Na coluna que publica no New York Times, fez na segunda-feira passada uma referência às taxas de juro negativas que agora aparecem por todo o lado na economia (vejam o primeiro link abaixo). E que curiosamente não parecem estar a trazer um grande estímulo à economia. Citando outro economista, Narayana Kocherlakota, que também parece ser um tipo importante lá no sítio, pois já foi presidente do Banco da Reserva Federal do Minnesota, o que, perdoe alguém a comparação, deve ser um pouco como uma espécie de sucursal do Banco de Portugal, diz-nos que as baixas taxas de juro estão para a economia como as injecções de insulina para os diabéticos.
Paul Krugman parece simpatizar muito com Portugal e preocupar-se imenso com o estado da economia europeia. Mas perdoarão a um pobre escriba dizer que quando ele aceita esta comparação entre o nível das taxas de juro e o grau de insulina no sangue não consegue propriamente animar-nos. Talvez não fosse intenção dele contribuir para a melhoria do nosso estado de espírito, também é uma hipótese a considerar.
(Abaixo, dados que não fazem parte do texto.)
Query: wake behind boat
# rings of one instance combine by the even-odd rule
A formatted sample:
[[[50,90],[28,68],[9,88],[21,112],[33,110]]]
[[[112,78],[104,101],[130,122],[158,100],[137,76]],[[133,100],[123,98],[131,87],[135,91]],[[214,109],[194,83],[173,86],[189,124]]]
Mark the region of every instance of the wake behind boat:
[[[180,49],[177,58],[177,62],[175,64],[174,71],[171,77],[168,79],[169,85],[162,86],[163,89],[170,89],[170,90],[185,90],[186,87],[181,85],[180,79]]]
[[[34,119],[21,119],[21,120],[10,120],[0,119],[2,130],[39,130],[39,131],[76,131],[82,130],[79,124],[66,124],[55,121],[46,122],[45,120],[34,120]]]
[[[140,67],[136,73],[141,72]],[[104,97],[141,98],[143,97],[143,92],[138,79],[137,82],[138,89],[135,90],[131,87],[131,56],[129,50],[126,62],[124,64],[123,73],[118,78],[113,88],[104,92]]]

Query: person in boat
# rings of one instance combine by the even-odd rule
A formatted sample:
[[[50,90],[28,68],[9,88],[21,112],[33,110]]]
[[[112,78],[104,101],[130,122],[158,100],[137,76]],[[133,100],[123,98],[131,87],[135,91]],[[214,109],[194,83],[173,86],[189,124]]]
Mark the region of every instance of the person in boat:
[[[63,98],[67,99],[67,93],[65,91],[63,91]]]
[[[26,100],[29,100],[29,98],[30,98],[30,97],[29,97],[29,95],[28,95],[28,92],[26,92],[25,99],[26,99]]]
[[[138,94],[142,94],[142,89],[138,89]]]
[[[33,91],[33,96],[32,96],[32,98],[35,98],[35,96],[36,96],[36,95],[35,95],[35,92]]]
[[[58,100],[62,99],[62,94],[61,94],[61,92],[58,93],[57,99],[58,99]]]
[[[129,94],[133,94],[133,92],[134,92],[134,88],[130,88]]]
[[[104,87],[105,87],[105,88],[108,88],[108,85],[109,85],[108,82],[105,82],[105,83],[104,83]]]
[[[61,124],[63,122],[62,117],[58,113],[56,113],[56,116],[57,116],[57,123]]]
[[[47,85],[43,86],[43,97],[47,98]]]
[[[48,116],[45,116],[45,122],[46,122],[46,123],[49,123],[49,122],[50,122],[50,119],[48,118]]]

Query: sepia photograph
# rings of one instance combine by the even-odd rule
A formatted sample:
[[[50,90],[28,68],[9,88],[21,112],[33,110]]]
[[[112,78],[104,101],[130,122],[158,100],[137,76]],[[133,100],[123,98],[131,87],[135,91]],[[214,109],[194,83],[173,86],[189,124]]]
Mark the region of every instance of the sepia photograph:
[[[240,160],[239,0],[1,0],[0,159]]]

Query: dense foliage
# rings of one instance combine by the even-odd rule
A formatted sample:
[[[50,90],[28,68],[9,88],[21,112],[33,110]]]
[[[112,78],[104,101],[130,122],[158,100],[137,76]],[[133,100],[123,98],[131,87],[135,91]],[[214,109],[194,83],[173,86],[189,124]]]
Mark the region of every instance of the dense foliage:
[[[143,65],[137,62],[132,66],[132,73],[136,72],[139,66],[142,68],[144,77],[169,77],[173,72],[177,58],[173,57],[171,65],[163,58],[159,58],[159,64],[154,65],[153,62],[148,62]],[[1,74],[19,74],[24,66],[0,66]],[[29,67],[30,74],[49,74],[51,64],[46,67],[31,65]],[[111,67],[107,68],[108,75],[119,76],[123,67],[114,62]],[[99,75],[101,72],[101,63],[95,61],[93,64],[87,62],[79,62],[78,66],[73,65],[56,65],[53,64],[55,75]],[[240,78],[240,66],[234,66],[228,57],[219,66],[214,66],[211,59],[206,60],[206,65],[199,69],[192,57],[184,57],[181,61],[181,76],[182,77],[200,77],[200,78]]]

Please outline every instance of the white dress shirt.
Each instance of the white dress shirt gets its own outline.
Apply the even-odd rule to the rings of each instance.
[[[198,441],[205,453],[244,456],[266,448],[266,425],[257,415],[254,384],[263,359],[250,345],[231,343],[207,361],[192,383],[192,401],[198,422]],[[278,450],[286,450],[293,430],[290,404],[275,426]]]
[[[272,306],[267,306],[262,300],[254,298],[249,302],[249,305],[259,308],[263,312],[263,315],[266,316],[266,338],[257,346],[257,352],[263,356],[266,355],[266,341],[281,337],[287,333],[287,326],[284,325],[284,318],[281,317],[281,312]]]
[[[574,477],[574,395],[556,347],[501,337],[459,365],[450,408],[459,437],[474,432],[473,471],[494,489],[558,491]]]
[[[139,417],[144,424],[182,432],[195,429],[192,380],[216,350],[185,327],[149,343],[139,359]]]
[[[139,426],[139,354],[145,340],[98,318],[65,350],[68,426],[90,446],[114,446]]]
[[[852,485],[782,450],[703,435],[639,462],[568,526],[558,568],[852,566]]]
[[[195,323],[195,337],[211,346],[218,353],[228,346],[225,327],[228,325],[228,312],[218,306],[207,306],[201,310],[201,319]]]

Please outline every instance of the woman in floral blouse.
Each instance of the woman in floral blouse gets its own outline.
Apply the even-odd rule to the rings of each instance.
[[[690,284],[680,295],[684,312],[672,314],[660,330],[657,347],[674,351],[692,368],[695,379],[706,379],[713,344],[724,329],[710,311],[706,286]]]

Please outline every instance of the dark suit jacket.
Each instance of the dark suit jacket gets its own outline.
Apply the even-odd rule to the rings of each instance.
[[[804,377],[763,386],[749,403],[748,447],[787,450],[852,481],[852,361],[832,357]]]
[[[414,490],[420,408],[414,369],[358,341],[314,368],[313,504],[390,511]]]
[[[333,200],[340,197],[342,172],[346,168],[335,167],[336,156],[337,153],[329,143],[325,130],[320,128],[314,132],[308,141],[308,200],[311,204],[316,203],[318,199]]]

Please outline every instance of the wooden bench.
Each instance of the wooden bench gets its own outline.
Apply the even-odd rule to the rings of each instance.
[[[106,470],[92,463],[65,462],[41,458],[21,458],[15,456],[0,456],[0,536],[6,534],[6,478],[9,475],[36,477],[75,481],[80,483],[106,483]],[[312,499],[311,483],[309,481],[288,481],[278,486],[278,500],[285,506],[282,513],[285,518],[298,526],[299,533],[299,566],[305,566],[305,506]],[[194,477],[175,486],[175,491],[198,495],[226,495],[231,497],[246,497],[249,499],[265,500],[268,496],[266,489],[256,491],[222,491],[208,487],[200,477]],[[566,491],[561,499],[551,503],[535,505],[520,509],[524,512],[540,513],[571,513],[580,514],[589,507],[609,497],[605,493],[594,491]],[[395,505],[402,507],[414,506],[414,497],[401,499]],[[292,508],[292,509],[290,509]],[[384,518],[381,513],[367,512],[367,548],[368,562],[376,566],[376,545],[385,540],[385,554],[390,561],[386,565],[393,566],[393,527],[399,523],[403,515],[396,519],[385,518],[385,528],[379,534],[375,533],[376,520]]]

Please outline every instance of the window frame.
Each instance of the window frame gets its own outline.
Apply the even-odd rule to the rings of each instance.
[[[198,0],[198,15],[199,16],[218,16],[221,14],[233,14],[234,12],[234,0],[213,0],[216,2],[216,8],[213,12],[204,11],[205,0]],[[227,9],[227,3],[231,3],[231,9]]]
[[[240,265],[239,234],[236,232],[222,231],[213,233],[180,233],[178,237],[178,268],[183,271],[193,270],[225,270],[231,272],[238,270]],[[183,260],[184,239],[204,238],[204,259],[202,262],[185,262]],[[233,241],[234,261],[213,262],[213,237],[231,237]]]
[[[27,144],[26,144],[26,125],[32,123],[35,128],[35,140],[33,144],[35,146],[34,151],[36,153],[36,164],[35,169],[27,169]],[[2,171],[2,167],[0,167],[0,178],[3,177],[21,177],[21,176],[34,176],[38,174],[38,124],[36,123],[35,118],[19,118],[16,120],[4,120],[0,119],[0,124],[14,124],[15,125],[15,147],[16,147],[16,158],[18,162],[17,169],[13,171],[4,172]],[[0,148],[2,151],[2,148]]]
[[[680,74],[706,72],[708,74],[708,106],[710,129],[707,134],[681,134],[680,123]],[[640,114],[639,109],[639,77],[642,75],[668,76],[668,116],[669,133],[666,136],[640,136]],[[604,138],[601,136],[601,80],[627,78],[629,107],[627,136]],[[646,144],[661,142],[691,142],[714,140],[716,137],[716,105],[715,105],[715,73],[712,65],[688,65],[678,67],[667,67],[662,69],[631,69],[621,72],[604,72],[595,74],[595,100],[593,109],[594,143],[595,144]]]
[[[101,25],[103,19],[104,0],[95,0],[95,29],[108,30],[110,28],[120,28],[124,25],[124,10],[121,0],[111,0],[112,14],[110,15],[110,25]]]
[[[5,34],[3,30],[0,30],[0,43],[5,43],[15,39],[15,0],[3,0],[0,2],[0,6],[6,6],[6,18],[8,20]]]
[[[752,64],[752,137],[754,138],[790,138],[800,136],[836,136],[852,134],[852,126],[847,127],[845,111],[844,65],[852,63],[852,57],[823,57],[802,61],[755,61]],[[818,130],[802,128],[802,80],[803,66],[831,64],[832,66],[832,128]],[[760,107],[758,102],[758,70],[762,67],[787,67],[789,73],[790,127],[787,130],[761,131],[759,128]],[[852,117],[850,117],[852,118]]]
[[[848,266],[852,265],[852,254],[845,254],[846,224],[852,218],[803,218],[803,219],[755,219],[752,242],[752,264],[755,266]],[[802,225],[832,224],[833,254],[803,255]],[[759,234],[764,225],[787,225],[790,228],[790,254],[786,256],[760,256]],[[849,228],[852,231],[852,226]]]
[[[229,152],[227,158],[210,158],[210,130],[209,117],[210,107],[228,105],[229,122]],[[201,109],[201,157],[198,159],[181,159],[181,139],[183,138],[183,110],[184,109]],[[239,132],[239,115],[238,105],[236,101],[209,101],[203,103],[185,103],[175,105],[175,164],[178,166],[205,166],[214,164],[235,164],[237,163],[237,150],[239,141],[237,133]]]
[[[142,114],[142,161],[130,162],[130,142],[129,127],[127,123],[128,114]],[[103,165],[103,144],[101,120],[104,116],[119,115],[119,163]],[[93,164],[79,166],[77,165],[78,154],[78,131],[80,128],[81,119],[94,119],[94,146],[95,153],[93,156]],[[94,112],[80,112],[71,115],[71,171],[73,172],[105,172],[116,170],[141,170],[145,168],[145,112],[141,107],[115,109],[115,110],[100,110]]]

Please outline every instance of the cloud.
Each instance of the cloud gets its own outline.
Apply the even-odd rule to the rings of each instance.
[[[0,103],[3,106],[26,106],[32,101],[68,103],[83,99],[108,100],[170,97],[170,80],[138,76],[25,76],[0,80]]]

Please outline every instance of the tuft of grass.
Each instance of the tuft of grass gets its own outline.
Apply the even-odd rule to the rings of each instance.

Mas vir um senhor tão bem cotado fazer comparações entre as taxas de juro negativas e a insulina, não será o mesmo que estar a dizer-nos que a economia dificilmente terá cura? A maioria de nós não percebe de economia nem de medicina, como é o caso do autor deste editorial. Mas pelo menos já ouviu dizer que a diabetes é uma doença incurável, ou que dificilmente tem cura. Será que Paul Krugman, prémio Nobel de Economia em 2008, pensa qualquer coisa parecida em relação à ciência em que é mestre reconhecido? O que andamos nós aqui a aturar?